Don’t underestimate the “carrot” of being able to work in a special place.  For you, it might be a coffee shop with an Internet connection – always a popular choice and a great one if you’re sick of being alone!

Whatever you do for an office, be comfortable. I am unusually careful to create an ambiance that reminds me that I’m doing this to savor life, not spend my life in a working grind.  If scented candles or incense turns your crank, there aren’t any office regulations forbidding it any more.  Have your coffee or tea in the good china if you have it, play music that focuses your brain, and don’t lock yourself away in a forgotten, cluttered afterthought of a room.  Don’t tell yourself that you’ll do these things “when you can afford it”.  Putting away clutter costs nothing, and few of the things I’ve mentioned are an extra expense.

The Bad News About Office Hours

A lot of people want to work from home so that they can take care of small children while they’re working.   Thing is, at the end of the day, it’s still a job and to get paid, you have to put out product.
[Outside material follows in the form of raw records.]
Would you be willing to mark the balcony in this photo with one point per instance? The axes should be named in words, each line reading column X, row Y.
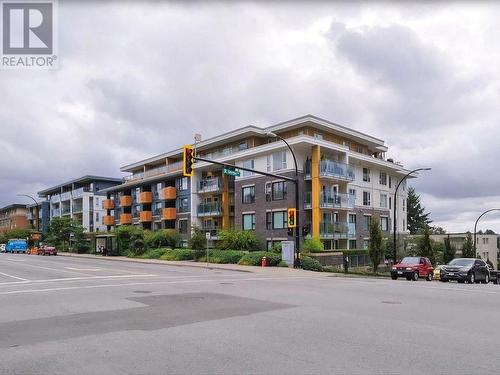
column 125, row 219
column 209, row 185
column 169, row 214
column 338, row 230
column 108, row 204
column 169, row 193
column 332, row 169
column 108, row 220
column 126, row 201
column 146, row 197
column 209, row 209
column 146, row 216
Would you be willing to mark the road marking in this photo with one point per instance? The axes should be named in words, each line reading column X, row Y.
column 14, row 277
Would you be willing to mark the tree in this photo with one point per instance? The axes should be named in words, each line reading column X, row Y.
column 468, row 248
column 449, row 251
column 63, row 230
column 375, row 249
column 417, row 219
column 424, row 246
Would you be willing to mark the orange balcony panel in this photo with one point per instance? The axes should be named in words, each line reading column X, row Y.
column 126, row 200
column 169, row 193
column 108, row 204
column 126, row 219
column 109, row 220
column 169, row 214
column 146, row 216
column 146, row 197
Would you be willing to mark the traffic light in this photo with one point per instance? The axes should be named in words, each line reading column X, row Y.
column 292, row 222
column 188, row 161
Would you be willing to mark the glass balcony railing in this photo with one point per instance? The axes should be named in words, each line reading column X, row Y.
column 337, row 230
column 333, row 169
column 209, row 209
column 209, row 185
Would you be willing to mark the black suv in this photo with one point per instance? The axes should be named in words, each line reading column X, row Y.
column 466, row 270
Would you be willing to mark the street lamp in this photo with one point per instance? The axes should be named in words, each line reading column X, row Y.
column 297, row 227
column 475, row 224
column 37, row 210
column 395, row 202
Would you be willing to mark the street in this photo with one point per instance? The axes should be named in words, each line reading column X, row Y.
column 65, row 315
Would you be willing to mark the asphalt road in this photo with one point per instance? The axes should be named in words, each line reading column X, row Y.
column 61, row 315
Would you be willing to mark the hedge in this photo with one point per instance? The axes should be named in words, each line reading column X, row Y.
column 255, row 258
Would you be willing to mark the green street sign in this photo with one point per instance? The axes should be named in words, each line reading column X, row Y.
column 231, row 172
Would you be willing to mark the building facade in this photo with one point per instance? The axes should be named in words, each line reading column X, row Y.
column 80, row 199
column 345, row 181
column 486, row 244
column 13, row 217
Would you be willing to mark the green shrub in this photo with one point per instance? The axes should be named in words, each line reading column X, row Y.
column 178, row 254
column 238, row 240
column 308, row 263
column 255, row 259
column 222, row 256
column 313, row 245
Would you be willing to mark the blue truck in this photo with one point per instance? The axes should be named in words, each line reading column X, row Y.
column 16, row 246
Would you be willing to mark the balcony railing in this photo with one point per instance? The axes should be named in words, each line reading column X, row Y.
column 209, row 209
column 154, row 172
column 209, row 185
column 337, row 230
column 333, row 169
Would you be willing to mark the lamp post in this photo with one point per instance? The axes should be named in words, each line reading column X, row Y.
column 297, row 227
column 394, row 207
column 475, row 224
column 37, row 210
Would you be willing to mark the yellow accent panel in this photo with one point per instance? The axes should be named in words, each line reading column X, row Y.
column 226, row 223
column 315, row 190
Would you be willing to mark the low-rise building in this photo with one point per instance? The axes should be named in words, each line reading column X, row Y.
column 13, row 216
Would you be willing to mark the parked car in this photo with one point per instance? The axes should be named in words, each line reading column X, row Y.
column 16, row 246
column 412, row 268
column 47, row 250
column 494, row 275
column 468, row 270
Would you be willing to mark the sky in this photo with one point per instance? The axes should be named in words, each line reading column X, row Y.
column 136, row 79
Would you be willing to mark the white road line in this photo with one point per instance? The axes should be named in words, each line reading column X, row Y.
column 14, row 277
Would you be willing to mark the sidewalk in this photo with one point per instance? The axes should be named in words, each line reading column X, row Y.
column 282, row 271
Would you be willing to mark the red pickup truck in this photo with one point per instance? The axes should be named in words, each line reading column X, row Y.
column 47, row 250
column 412, row 268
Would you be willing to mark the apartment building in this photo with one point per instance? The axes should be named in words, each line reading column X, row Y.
column 345, row 180
column 486, row 244
column 13, row 216
column 80, row 199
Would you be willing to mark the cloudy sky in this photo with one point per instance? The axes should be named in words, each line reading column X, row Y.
column 136, row 79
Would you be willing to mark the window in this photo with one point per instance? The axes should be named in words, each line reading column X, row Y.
column 383, row 178
column 248, row 221
column 248, row 164
column 366, row 198
column 182, row 183
column 366, row 174
column 279, row 190
column 383, row 200
column 367, row 219
column 182, row 205
column 279, row 160
column 248, row 194
column 182, row 225
column 384, row 223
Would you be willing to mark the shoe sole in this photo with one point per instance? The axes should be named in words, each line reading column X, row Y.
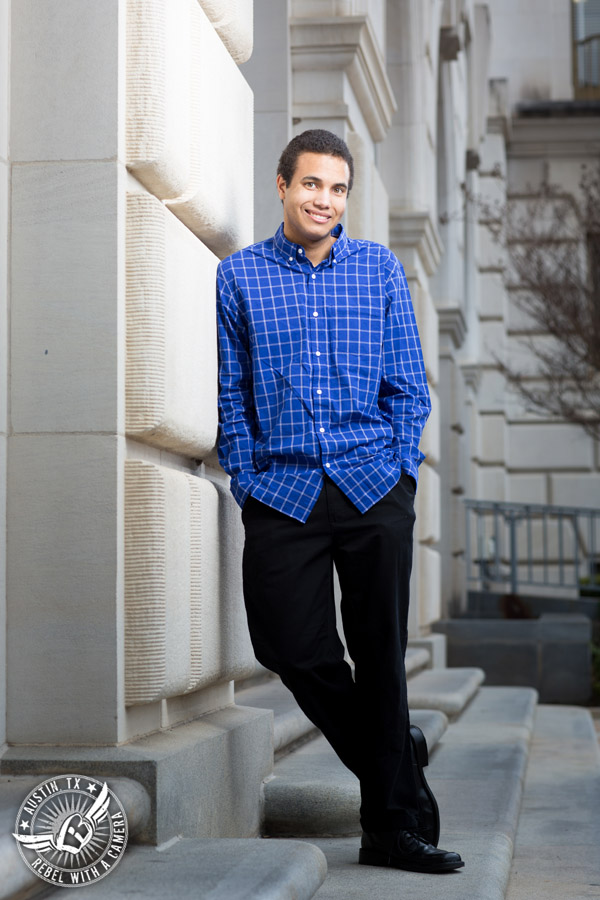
column 384, row 860
column 421, row 759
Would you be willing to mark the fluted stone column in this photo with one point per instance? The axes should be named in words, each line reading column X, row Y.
column 131, row 153
column 408, row 162
column 4, row 193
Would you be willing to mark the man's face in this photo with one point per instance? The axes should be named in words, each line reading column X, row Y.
column 315, row 200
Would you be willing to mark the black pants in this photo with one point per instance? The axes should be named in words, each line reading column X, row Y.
column 288, row 591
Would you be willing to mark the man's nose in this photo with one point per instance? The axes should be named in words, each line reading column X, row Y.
column 322, row 197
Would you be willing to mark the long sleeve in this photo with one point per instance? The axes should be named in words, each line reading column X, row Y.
column 236, row 407
column 403, row 395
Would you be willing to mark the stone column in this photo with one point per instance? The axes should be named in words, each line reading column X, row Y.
column 131, row 157
column 409, row 167
column 4, row 194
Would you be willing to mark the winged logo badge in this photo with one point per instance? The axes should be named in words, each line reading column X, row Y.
column 75, row 832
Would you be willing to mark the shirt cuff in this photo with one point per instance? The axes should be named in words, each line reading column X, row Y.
column 241, row 486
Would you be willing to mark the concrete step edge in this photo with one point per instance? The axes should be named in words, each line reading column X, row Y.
column 477, row 774
column 449, row 690
column 219, row 868
column 556, row 846
column 312, row 793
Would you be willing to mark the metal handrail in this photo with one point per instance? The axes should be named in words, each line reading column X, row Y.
column 531, row 544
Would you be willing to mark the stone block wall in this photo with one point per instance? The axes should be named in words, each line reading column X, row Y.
column 130, row 174
column 4, row 194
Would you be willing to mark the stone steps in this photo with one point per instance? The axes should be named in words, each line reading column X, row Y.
column 213, row 869
column 477, row 773
column 556, row 853
column 290, row 726
column 313, row 793
column 447, row 690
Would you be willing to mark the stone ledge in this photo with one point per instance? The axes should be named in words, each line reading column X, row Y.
column 560, row 816
column 313, row 793
column 551, row 654
column 477, row 775
column 416, row 658
column 289, row 723
column 448, row 690
column 219, row 869
column 224, row 755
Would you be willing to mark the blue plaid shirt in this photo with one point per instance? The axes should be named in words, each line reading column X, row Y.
column 321, row 372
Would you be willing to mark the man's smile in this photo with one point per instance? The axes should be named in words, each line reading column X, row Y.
column 318, row 217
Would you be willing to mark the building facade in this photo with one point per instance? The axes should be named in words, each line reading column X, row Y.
column 131, row 133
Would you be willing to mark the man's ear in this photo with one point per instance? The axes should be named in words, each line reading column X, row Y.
column 281, row 186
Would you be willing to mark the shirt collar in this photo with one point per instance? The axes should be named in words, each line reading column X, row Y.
column 295, row 252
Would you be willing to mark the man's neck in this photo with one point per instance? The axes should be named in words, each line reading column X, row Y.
column 317, row 252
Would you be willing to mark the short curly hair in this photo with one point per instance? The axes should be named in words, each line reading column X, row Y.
column 315, row 140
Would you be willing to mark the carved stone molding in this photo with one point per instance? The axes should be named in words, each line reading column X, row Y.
column 451, row 322
column 472, row 375
column 346, row 43
column 417, row 230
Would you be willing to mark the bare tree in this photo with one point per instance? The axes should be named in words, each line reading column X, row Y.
column 553, row 274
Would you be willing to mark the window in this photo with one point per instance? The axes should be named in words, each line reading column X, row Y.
column 586, row 48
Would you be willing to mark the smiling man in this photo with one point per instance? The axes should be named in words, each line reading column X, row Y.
column 323, row 398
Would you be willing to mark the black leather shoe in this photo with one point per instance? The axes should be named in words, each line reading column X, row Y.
column 405, row 850
column 429, row 814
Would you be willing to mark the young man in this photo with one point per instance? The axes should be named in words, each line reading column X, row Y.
column 323, row 398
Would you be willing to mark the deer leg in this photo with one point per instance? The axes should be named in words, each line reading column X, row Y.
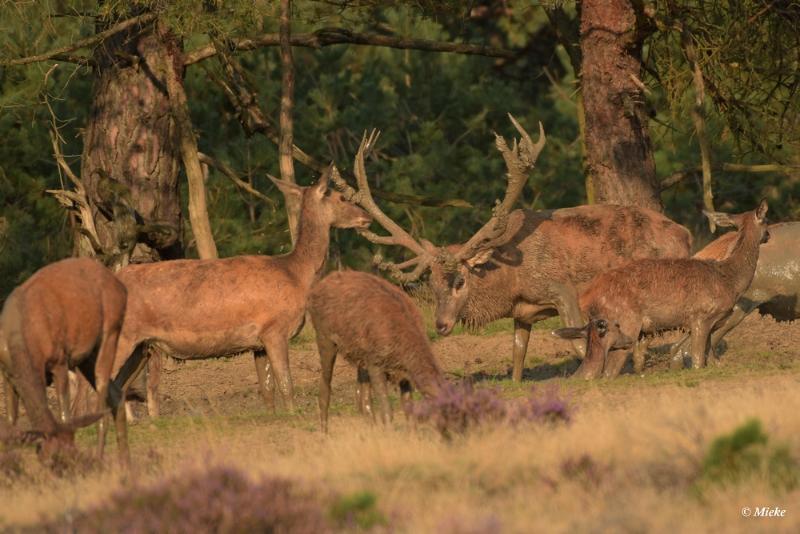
column 265, row 383
column 154, row 365
column 12, row 401
column 615, row 361
column 740, row 311
column 327, row 358
column 406, row 389
column 364, row 392
column 676, row 353
column 522, row 334
column 378, row 380
column 61, row 383
column 120, row 417
column 566, row 303
column 102, row 378
column 278, row 354
column 700, row 335
column 639, row 353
I’m not saying it can’t work. There are things you can do while you’re looking after a small child that can make money.  I can tell you beyond a shadow of a doubt that anything that requires concentration for a long period of time isn’t it!  Programming, writing, graphic art… If you need to think uninterrupted, don’t fool yourself that you’ll get anywhere near enough done – either from responding to RFPs or actual paying work while attending to the children. I speak from the experience of a failed attempt to do so.

I can’t even begin to count the number of people who get into writing because they think they can do it when their kids are small and avoid the cost of daycare.  The ones that make this happen are usually people who don’t need much sleep, are night owls and work when the children are asleep.  Even with older children, you might have the habit of keeping an ear out.  My first summer as a freelancer was a real eye opener about this, and I have a teenaged reclusive introvert as my main parenting responsibility!

The take-away here is that unless you’re doing work a child can help you with, such as many sorts of farming, you really do need time alone to be able to concentrate and work.  I’ve created websites while the children played, and while it can be done, you’re not focused and efficient enough to make it a business.

[1] And by the way, I find her writing advice good, even if I’ve no talent at fiction.